The Version Control API module is a relatively new module that provides functions for interfacing with the server side of version control systems (VCS). In order to work, Version Control API needs at least one VCS backend module that provides the specific VCS's functionality. At the moment, only a back end for CVS has been written (see references).
For this task, you will create a module similar to the Version Control API -- CVS backend module but which instead provides an implementation of the Git version control system. You should also have a look at the example "FakeVCS backend" that ships with Version Control API itself, and the overall OVERVIEW.txt for a better understanding of the API's main concepts.

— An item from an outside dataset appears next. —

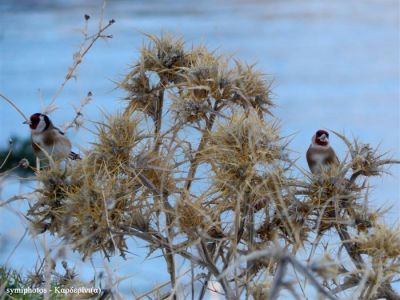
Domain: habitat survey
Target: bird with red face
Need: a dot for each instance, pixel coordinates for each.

Your module should have functionality similar to what is currently present in the CVS backend.
Deliverables:
* A new versioncontrol_git.module that implements the required functions for Version Control API backends. These are mostly functions that transform the revision data from the database representation to the API's array format. Here's the exact list of required functions:
* hook_versioncontrol_backends()
* versioncontrol_git_get_commit_actions()
* versioncontrol_git_get_directory_item()
* versioncontrol_git_get_commit_branches()
* versioncontrol_git_get_branched_items()
* versioncontrol_git_get_tagged_items()
* versioncontrol_git_get_current_item_branch()
* versioncontrol_git_get_current_item_tag()
* versioncontrol_git_get_parent_item()
* ...and others that you might consider practicable - in particular, you'll probably need versioncontrol_git_commit() for managing additional commit data in the database.
* Functionality to import commits from Git logs, similar to the CVS backend's "log fetching" functionality.
* Hook scripts that enable recording and access control for commits, similar to the CVS backend's xcvs-* scripts.
* The task will be complete when the submitted module is marked as RTBC by one of the mentors.
* Develop a database table structure to store information that is required for repository configuration, user account properties and displaying transactions.
Resources:
* Version Control API Module ( http://drupal.org/project/versioncontrol)
* Version Control API -- CVS Backend ( http://drupal.org/project/versioncontrol_cvs )
* Git (http://git.or.cz/)
* Git commit hooks (http://www.kernel.org/pub/software/scm/git/docs/hooks.html )
Contact:
* chx ( http://drupal.org/user/9446)
* jpetso (http://drupal.org/user/56020)
Comment | File | Size | Author |
---|---|---|---|
#6 | versioncontrol_git.tar_.gz | 10.76 KB | boombatower |
#6 | README.txt | 1.16 KB | boombatower |
#6 | versioncontrol_git.admin_.inc_.txt | 3.86 KB | boombatower |
#6 | versioncontrol_git.info_.txt | 217 bytes | boombatower |
#6 | versioncontrol_git.install_.txt | 5.15 KB | boombatower |
Comments
Comment #1
jpetso CreditAttribution: jpetso commentedThis issue on Google's GHOP issue tracker: http://code.google.com/p/google-highly-open-participation-drupal/issues/...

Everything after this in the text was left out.